THERE WERE TWO MOLD GOLD CAPES !?

Dr. Stuart Needham, Honorary Research Fellow at the National Museum of Wales in Cardiff and formerly Curator of European Bronze Age Antiquities at the British Museum, London., has recently published a most comprehensive and significant essay about the artefacts discovered within a barrow on Gamer’s Hill (1)[ SJ 244639 ]; now prominently on show at the British Museum and which was on public display at the Wrexham County Borough Museum this past summer, 7 August — 14 September 2013.

Much sensational information has come to light within the past decade regarding the gold cape. We already knew it had been hammered out of a solid ingot of 720g. New scientific research has revealed that the gold was of high quality and that it possibly came from two sources in Ireland but equally exciting there was comparable deposits of the mineral in north Wales. Indeed there are sources at Moel Fama and Cilcain but little is known of how successful was its extraction at those two places which are very near to Mold. Some metallurgists support the view that the gold may well have been panned from alluvial sediments running through drift deposits found in the streams at the upper reaches of the Dee. These facts together with the distribution of Bronze Age barrows , cairns and ringed-ditches have convinced archaeologists that the cape is older than had originally been thought, i.e. from 1953 until 2005 the British Museum recorded it as belonging to the Middle Bronze Age period ( 1600-1300 BC). It is now recognised as belonging to the Early Bronze Age ( 1900-1600 BC). The people involved at this time are reckoned to have dwelt between the river Dee in the east and the Hiraethog Hills to the west and the Llantysilio Mountain in the south. The cape is thought to have been a ceremonial symbol of power (2); remnants of another [ long lost ] was discovered in the Wrexham area (3) five portions of a third ( thought to be the Mold cape’s predecessor ) were identified recently amongst the surviving finds at the BM found at Bryn-yr-ellyllon in the 1830s.

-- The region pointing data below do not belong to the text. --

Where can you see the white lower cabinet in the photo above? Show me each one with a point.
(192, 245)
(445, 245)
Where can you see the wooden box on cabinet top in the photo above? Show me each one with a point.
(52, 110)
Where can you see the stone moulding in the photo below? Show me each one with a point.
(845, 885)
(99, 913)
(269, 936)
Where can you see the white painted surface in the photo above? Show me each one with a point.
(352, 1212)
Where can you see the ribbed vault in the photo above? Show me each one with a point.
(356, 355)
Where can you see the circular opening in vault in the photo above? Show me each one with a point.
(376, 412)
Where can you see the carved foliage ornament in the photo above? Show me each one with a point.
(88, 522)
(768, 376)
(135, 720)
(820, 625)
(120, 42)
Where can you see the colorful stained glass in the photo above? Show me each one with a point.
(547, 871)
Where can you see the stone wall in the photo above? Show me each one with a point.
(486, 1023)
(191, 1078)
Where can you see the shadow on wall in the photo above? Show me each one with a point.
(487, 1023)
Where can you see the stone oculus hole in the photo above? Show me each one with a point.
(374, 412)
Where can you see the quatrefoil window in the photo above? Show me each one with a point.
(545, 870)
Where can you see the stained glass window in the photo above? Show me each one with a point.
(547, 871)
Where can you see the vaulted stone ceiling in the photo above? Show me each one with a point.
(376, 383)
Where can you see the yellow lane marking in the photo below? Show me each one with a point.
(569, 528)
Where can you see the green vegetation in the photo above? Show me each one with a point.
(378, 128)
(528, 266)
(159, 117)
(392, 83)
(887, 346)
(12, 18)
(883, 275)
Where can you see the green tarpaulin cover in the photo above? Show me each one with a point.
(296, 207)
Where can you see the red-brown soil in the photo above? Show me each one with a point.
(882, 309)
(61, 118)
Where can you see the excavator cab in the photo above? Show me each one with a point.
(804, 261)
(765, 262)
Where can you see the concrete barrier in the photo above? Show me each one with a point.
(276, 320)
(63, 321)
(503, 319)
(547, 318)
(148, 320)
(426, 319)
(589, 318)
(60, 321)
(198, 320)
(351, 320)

Dr Needham comments, ‘We cannot know whether it was of similar size to the main cape, but the sheet metal is thinner, so the likelihood is that the mass metal was less. Although this object too was made of moderately high-silver gold ( level 2% lower than the cape)’. He concludes: ‘Given these various observations and deductions, it is hard to escape the conclusion that the Mold cape, and it predecessor cape had a strong component of gold originating in a source within southern Britain.’ Ed.

Fig 10. The second object, represented by five fragments reconstructed as a rectangular plaque cut out from a former cape. There is some distortion caused by reworking the plaque’s edges. The outline represents the front of the main cape.

Footnotes

  1. S Needham, ‘Putting capes into context : Mold at the heart of a domain’ in W J Britnell & R J Silvester (eds.), Reflections on the Past : Essays in honour of Frances Lynch ( Welshpool 2012 ), 210-36.
  2. Possibly in a similar manner that the Lord of Dyffryn Iål & Ystrad Alun displayed his authority by wearing a ‘golden torc’ in the Middle Age. He was known as Llywelyn Eurdorchog (fl. 1100 ). A torc possibly plundered from a Bronze Age grave?
  3. E Davies, Prehistoric and Roman Remains of Denbighshire ( Cardiff 1949 ), 457.